Well, Washington Redskins’ wide receiver DeSean Jackson got the last laugh via SI.com’s Monday Morning Quarterback on Friday, when it comes to Chip Kelly. Jackson, 29, was released by Kelly after his career-best 2013 season with the Philadelphia Eagles (82 catches, 1,332 yards, nine touchdowns).
Now, the Redskins’ deep threat is getting ready for this weekend’s NFC Wildcard Playoff game, just two weeks after his team eliminated the Eagles from post season contention for the second consecutive season. And Kelly? He’s looking for a new job.
“I’m a firm believer that bad karma comes back on you,” Jackson said in the story written by Robert Klemko.
“When you ruin a team like that, you do things to peoples’ families, you release people, you trade people, you get rid of good players who build something with the community, with the fans, with the kids — to have a guy come in and change up the team like that, I just believe in karma. I don’t have any bad words to say about him as far as what he feels he needs on his roster. But the guys that were on that roster created something special, from Jeremy Maclin to LeSean McCoy to Trent Cole to Todd Herremans and myself and Brandon Boykin; it goes on and on and on. When we were there we were a brotherhood. So for everyone to go their separate ways and to see how it all ended up, it’s a very sad thing.”
While Maclin left on his terms and McCoy was traded for salary cap space and a younger linebacker, Jackson was released primarily for off-the-field and character issues. In hindsight, Kelly may have actually helped Jackson grow as a person.

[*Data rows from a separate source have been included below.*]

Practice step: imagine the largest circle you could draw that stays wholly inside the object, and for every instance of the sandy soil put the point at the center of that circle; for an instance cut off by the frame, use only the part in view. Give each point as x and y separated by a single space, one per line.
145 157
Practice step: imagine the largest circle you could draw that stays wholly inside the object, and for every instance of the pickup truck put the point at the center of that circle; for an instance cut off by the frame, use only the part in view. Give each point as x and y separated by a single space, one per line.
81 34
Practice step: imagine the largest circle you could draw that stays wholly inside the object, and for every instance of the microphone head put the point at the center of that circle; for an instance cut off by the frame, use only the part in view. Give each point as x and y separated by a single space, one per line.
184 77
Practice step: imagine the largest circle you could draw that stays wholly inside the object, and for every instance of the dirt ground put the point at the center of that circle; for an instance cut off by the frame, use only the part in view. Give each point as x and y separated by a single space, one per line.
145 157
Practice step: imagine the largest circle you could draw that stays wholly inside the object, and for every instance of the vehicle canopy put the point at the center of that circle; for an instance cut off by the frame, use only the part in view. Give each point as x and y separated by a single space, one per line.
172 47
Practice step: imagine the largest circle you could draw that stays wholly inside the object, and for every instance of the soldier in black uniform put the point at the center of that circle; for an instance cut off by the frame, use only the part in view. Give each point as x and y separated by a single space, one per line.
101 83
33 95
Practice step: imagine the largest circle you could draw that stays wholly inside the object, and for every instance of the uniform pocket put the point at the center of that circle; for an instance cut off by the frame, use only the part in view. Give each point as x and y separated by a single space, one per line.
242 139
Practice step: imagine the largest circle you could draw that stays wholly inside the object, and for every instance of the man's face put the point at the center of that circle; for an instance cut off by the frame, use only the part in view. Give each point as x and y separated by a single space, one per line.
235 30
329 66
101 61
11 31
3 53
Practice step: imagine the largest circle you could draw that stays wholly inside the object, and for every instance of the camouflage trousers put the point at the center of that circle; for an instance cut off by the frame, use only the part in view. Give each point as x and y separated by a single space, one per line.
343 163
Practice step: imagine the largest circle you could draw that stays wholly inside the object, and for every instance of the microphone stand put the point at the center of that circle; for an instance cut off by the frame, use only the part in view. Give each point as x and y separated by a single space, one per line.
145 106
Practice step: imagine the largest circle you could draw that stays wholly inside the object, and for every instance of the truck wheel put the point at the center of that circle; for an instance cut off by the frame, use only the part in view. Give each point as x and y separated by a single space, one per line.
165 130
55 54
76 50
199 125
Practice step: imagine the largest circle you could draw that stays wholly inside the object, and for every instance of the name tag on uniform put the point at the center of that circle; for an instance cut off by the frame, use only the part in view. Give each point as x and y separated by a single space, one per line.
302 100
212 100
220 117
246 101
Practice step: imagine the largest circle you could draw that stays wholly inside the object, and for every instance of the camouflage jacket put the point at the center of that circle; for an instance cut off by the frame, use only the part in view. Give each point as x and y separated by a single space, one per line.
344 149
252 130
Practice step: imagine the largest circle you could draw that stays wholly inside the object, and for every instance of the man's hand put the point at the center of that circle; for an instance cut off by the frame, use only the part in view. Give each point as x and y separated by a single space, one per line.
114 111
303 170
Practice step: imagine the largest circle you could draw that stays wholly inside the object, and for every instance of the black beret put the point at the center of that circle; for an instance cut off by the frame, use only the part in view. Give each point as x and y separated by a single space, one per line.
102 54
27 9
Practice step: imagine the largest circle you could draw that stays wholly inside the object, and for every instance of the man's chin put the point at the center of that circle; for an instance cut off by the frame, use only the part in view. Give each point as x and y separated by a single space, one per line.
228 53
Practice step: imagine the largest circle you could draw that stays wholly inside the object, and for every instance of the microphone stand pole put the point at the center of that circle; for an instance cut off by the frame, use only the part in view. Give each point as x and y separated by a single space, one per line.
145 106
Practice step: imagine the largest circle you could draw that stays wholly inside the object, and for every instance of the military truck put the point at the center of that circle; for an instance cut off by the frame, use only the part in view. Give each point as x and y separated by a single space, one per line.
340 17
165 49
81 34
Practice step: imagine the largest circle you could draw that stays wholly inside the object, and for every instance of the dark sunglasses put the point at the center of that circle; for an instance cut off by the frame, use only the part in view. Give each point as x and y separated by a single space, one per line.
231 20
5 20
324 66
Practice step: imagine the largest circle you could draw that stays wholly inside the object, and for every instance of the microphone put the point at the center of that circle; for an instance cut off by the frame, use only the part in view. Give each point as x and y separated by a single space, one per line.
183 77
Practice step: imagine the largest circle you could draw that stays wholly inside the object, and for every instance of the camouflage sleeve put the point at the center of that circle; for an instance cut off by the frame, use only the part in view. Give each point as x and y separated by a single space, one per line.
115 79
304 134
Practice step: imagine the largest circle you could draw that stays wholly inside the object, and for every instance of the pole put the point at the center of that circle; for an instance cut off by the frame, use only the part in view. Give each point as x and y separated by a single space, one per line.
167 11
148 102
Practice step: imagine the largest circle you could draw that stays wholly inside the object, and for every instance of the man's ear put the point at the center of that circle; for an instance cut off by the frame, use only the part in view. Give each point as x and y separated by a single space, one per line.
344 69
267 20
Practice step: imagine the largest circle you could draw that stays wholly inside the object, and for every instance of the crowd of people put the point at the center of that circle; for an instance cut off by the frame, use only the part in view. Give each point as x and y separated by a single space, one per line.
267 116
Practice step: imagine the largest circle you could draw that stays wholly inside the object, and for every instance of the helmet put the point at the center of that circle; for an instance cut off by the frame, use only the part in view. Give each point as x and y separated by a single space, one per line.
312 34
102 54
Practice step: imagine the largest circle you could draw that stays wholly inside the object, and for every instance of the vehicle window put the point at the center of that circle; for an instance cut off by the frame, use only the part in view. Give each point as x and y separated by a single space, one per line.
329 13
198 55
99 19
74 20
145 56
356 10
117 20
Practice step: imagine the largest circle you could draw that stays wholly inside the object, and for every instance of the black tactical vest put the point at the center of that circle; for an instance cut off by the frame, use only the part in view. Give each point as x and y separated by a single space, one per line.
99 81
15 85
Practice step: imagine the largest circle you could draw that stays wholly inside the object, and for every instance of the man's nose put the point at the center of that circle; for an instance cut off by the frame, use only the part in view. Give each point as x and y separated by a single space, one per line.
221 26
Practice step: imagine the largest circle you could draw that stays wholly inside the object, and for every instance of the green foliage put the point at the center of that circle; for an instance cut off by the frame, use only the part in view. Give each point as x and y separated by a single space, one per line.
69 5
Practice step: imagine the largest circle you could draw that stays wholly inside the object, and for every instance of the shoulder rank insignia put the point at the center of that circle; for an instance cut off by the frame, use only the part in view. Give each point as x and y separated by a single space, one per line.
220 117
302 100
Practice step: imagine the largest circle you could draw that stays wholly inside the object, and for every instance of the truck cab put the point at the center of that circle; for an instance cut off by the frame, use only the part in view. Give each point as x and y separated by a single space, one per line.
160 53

“It made me a lot more mature,” Jackson said of his release. “I got released coming off what I felt was the best year of my career. I had over 1,100 yards and I still got released? I’m asking myself, ‘What was it that I did wrong?’ But it wasn’t about my skills. It was about off the field. But I was never a bad guy. I just needed to tighten up on my end, be more of a professional and know that there was more to it than how you performed.”